Abordant ensuite la question de l’engagement de la France au Rwanda, M. Filip Reyntjens a d’abord précisé qu’en soi, apporter un soutien politique, diplomatique voire militaire à un pays ami qui fait l’objet d’une agression n’est pas forcément illégitime. C’est ce que la France a fait dès octobre 1990 au Rwanda. Cependant, dans les circonstances particulières de ce pays (transition politique, situation des droits de la personne, criminalisation de l’Etat...), pareil appui comporte des devoirs et des responsabilités. Dans le cas du Rwanda, il convenait d’être très attentif à la situation des droits de la personne, au bon déroulement du processus de démocratisation, et à la mise en application effective des accords de paix, une fois ceux-ci conclus à Arusha. Le pays -en l’occurrence la France- qui apportait ce soutien disposait de leviers que d’autres n’avaient pas. Or, pour des raisons qu’il incombe à la mission d’information d’identifier, la France n’a pas assumé ses devoirs et responsabilités.

M. Filip Reyntjens a estimé qu’elle avait au contraire objectivement soutenu les responsables du projet violent évoqué au début de son exposé, en s’abstenant de les décourager et en donnant l’impression que, forts de l’appui français, l’impunité leur était garantie. Que l’autre partie, le FPR, ait également commis de graves abus et porte une part de responsabilité dans le drame rwandais, ne diminue en rien ce constat. Au contraire, la France aurait pu dénoncer le FPR de façon plus crédible si elle avait également pris ses distances par rapport au régime en place.
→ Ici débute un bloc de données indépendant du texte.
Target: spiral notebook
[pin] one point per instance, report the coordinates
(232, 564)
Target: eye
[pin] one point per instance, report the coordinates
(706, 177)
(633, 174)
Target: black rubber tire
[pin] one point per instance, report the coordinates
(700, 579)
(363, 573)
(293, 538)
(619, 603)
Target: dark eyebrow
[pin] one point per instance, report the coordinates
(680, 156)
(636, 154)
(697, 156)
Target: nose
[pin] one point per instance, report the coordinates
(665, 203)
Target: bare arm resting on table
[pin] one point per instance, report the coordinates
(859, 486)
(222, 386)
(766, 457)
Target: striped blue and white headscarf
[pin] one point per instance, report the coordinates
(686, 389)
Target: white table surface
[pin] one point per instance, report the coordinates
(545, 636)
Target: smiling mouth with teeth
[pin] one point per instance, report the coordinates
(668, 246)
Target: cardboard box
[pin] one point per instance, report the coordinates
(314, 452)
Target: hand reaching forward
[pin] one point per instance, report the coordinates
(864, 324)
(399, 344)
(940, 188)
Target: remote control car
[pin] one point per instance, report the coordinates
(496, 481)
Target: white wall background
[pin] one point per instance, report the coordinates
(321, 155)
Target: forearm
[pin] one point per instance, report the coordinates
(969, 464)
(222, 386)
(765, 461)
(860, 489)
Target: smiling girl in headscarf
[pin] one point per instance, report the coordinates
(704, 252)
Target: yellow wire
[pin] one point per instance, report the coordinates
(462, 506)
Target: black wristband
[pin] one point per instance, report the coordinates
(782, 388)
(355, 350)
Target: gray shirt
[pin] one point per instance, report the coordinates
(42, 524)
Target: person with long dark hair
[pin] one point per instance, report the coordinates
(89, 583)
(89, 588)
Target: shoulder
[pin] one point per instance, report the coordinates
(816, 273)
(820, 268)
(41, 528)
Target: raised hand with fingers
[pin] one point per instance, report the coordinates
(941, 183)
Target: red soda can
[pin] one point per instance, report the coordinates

S’efforçant alors de décrire le contexte régional, M. Filip Reyntjens a insisté sur le fait que si, entre le Rwanda et le Burundi la référence à l’autre est toujours présente (composition ethnique similaire bien que non identique, passé colonial commun, échange de réfugiés), les similitudes, les interactions réciproques et l’interdépendance des problèmes ne doivent toutefois pas faire oublier qu’il s’agit souvent de " faux jumeaux ", ayant chacun une histoire, ancienne et contemporaine, distincte. Cela dit, dès la fin des années 1950 on observe une sorte de dialectique perverse, les conflits dans un pays exacerbant ceux de l’autre et vice-versa. Ainsi, pour la période qui intéresse plus spécialement la mission d’information, le coup d’Etat du 21 octobre 1993 au Burundi et l’assassinat du Président (Hutu) Ndadaye par des éléments de l’armée burundaise largement dominée par les Tutsis, ont porté un coup fatal aux accords d’Arusha. Avec le bénéfice du recul, et même si rien n’est plus facile que de prédire le passé, on pourrait dire que ces accords sont morts avec Ndadaye. A son tour, le génocide rwandais a renforcé de façon compréhensible la peur des Tutsis burundais, ainsi rendant plus difficile encore la recherche d’une solution négociée pour sortir de l’impasse violente dans laquelle se trouve le Burundi depuis fin 1993.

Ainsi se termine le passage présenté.